However, research summarized in Make It Stick: The Science of Successful Learning by Brown, Roediger, and McDaniel (2014) demonstrates that these obvious facts about learning are destructively misleading. (Some other good volumes summarize overlapping bodies of research and make similar points.)
I cringed as I read, remembering how counter-productive my own approach to college work had been:
- When I could follow a lecture, point by point, I assumed that my preparation was adequate and that I'd learned what I needed . (Taking a quiz even a day later would have shown me and the instructor that I really hadn't learned anything lasting.)
- Drilling on a certain type of problem and getting it right each time once again misled me into thinking I had learned something that would last. My delusion was reinforced by quizzes that typically covered only recent material; in that context, cramming seemed efficient.
- Partly as a result, I got average grades in my MIT engineering courses yet my bachelor's didn't prepare me to actually be an engineer. And by the end of my first year of doctoral work in management at MIT, I had again gotten B's and A's in six courses in economics (undergraduate and graduate) yet could recall almost none of it.

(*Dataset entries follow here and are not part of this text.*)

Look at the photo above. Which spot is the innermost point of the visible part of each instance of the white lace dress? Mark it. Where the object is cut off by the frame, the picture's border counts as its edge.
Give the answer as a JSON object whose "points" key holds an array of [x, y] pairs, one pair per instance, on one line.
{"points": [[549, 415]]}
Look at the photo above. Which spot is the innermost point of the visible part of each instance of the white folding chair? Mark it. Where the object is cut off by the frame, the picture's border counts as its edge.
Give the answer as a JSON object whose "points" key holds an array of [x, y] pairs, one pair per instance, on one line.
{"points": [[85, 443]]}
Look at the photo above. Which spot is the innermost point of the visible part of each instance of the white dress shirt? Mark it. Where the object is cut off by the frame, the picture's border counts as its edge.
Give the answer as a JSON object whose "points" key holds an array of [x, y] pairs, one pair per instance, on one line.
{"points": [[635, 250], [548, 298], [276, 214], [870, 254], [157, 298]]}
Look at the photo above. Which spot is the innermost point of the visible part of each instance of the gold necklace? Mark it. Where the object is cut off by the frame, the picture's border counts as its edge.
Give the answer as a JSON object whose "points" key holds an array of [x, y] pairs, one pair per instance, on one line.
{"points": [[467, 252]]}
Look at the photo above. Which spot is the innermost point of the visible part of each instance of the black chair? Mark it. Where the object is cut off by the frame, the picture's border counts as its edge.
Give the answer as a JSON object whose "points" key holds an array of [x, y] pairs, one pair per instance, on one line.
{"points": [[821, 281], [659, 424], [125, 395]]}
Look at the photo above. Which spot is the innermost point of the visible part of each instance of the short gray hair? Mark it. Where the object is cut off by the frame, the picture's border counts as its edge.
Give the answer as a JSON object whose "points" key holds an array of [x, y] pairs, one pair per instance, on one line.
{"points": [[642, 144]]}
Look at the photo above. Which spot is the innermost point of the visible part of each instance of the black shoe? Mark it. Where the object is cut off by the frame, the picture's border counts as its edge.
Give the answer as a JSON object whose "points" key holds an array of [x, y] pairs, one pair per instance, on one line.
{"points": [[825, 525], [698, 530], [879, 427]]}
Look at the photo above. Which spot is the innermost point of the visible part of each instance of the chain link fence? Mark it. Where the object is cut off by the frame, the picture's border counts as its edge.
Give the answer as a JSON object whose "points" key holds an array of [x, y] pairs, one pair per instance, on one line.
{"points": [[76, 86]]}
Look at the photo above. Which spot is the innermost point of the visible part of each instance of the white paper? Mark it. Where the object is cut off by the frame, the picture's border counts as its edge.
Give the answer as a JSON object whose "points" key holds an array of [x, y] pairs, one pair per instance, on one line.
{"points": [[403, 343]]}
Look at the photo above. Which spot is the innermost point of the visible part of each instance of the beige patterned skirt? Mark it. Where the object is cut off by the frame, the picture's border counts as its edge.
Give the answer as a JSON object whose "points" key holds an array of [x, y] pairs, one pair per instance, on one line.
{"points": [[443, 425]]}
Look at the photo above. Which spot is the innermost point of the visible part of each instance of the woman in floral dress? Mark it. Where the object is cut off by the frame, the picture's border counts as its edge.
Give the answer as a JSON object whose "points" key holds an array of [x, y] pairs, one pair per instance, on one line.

- When students have to work to recall something (e.g., on a quiz) they are much more likely to remember it than if they spend the same amount of time reviewing that material. (see p. 34 for some relevant research on this point) Working to answer the test questions helps students learn.
- A variety of practice is important. College baseball players who were thrown a mix of fast balls, curve balls and sliders didn't feel like their hitting was progressing. In contrast, another set of players was "studying hitting" by being thrown fast balls until they could hit them, then curve balls, then sliders; they could see their progress quite vividly. Yet, in game situations, those frustrated players who had practiced hitting a random mix of pitches had better batting averages. (pp. 79-82 in Making It Stick)
- When students have to make predictions and then test them, the learning is more likely to last. For a vivid example of the failure of a hands-on lab that didn't take the time for students to learn through predict-try-observe-repeat, watch the video, "Can We Believe Our Eyes?" It is part 1 of the series, Minds of Our Own. The videos are an excellent illustration of ineffective and effective approaches to teaching. And each sequence begins with interviews with graduating MIT and Harvard seniors who still misunderstand ideas that they were supposed taught, often more than once, in middle school and onward.
- The kinds of teaching and study that intuitively feel most efficient and effective can easily result in an illusion of learning.
- The kinds of teaching and study that are best at producing lasting, usable learning may feel to the student, in the moment, to be difficult, time-consuming, and non-productive. Complaints may ensue. (Make It Stick and several other equally good volumes are packed with examples of "desirable difficult" ways of teaching and studying, and the research that has demonstrated their effectiveness.
- Therefore, one important preparation for both faculty and students is to help them anticipate these difficulties and, where possible, to see early signs that really usable, lasting learning is beginning to develop.